Thrips pass TSWV to crops, like peanuts and vegetables, when they feed on them. The virus reproduces and spreads throughout entire fields. It can dwarf plants and cause crop yields to be low or nonexistent.
UGA College of Agricultural and Environmental Sciences entomologist Rajagopalbabu Srinivasan is studying how the virus affects thrips in an effort to find new ways to control the virus.
Through transcriptomics, Srinivasan is trying to better understand the interaction between thrips and TSWV on a molecular level. He aims to understand how the virus changes the insect.
Transcriptomics is a technique aimed at studying gene transcripts expressed in an organism at a given point in time, Srinivasan said. He likens this research to taking a snapshot of the insect’s genetic and molecular changes caused by the virus. This allows Srinivasan to see what is happening to the organism in the hopes of identifying targets for non-traditional pest management strategies.
“We are still in the beginning stages of this research, but every year we find something new,” he said. “It will take many more years before we can identify specific targets and exploit them for management.”
Srinivasan uses the same approach to understand the impact of virus infection in virus-resistant and susceptible crop hosts. He has studied insect-transmitted plant pathogens for nearly 15 years and is continuing to make progress.

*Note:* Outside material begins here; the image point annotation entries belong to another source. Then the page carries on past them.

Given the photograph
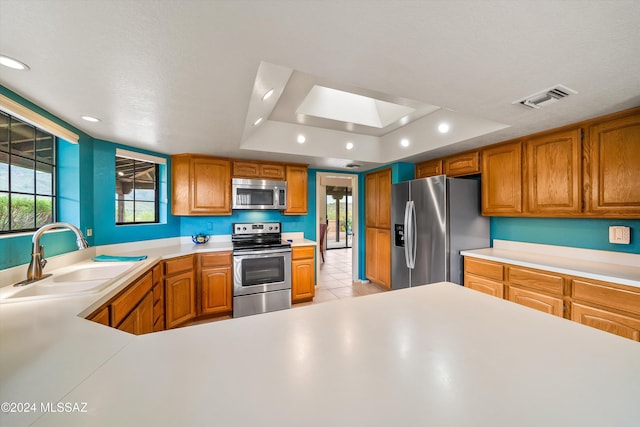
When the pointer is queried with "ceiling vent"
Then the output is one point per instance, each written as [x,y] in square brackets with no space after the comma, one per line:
[546,97]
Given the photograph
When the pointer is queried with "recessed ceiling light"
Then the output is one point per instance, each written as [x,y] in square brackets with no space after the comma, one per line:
[267,95]
[7,61]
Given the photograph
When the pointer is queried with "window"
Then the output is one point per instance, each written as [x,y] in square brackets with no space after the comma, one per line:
[136,191]
[27,175]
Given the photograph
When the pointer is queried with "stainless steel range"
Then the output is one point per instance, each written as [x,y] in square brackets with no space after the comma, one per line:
[261,269]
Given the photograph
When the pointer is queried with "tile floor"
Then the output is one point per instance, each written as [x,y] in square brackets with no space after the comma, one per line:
[334,281]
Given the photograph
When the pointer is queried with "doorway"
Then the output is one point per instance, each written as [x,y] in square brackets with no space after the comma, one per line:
[337,210]
[339,214]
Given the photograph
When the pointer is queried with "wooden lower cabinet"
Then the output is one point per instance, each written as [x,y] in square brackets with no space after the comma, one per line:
[619,324]
[216,283]
[536,300]
[180,291]
[140,320]
[303,283]
[606,306]
[482,284]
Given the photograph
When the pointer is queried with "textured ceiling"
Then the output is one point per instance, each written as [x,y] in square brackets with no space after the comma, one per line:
[178,76]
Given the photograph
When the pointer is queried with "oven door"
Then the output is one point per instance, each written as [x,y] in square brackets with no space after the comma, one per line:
[259,271]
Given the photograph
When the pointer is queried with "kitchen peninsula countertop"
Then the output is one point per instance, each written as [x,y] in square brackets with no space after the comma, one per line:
[616,267]
[431,355]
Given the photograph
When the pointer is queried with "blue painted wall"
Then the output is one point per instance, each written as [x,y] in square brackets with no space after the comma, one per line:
[104,204]
[214,225]
[577,232]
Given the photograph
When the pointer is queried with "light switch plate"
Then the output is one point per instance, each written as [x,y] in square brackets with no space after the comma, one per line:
[619,234]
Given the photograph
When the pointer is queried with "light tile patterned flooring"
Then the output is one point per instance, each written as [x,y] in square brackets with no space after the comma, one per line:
[334,281]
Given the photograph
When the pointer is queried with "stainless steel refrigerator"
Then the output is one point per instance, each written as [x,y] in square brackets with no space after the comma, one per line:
[433,219]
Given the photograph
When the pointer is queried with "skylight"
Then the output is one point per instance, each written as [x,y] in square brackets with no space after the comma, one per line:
[351,108]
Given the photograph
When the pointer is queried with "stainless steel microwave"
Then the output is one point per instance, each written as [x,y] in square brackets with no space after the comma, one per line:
[258,194]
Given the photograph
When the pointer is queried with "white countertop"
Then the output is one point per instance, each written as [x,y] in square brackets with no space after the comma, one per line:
[608,266]
[432,355]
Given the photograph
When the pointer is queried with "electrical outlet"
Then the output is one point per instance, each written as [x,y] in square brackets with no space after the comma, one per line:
[620,235]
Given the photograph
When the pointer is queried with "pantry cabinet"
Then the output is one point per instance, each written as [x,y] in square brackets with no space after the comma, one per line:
[297,189]
[553,179]
[180,291]
[614,156]
[201,185]
[302,273]
[378,256]
[216,283]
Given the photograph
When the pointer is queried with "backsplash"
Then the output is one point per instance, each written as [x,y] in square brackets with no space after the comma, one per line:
[584,233]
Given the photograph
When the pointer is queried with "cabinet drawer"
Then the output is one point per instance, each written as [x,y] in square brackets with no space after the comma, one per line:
[618,324]
[178,265]
[302,252]
[535,300]
[488,269]
[462,164]
[126,302]
[490,287]
[544,281]
[606,294]
[215,259]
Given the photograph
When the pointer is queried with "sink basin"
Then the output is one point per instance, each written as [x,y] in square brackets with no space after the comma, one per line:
[74,280]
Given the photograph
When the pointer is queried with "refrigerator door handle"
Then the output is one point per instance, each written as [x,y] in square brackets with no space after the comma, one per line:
[407,233]
[414,234]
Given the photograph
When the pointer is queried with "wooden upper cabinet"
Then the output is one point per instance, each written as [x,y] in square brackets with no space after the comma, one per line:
[502,180]
[429,168]
[201,185]
[378,199]
[462,164]
[297,198]
[614,154]
[247,169]
[553,180]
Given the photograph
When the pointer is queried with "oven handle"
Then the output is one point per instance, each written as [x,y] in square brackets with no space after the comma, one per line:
[253,253]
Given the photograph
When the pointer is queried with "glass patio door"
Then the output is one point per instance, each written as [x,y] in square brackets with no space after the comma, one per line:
[339,217]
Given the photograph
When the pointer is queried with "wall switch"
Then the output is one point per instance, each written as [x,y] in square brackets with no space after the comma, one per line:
[620,235]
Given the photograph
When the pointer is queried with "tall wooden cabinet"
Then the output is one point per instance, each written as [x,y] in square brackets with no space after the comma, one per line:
[216,282]
[201,185]
[180,290]
[614,154]
[378,227]
[302,273]
[297,182]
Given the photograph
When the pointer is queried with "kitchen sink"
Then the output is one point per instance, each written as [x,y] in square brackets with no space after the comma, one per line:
[85,278]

“We want to increase the production of crops to benefit Georgia growers and, at the same time, contribute to the development of science,” Srinivasan said.
Georgia vegetable and peanut farmers haven’t been as concerned about the tomato spotted wilt virus as they were in the late ‘90s – that is until last season, when UGA plant pathologist Bob Kemerait answered many TSWV questions from peanut farmers.
TSWV has not been eradicated and farmers should continue to use their best production practices to keep the disease at bay, Kemerait said.
“The fact that we’re seeing an increase in spotted wilt does not suggest to me in any way we’re going to go back to that period of time (the late 1990s). What it does do is point out two factors: the first thing is that the disease, which has been quiet for a number of years, has not gone away. It’s still there. Second, and more importantly, as growers plant more resistant varieties, they’ve become complacent in the production practices important to minimizing the risk, and they could get bit by this in the future,” Kemerait said.
Various management strategies are required to control TSWV, which is why it’s so difficult to contain, Kemerait said. Left unchecked, the disease can result in yield losses for growers. An estimated $9 million was lost in tomato and pepper production from 1996 to 2006 due to TSWV.
According to UGA’s Center for Agribusiness and Economic Development, Georgia’s farm gate value for tomatoes in 2013 was more than $50 million, more than $13 million for peppers and $500 million for peanuts.
(Jordan Hill is an intern with the College of Agricultural and Environmental Sciences.)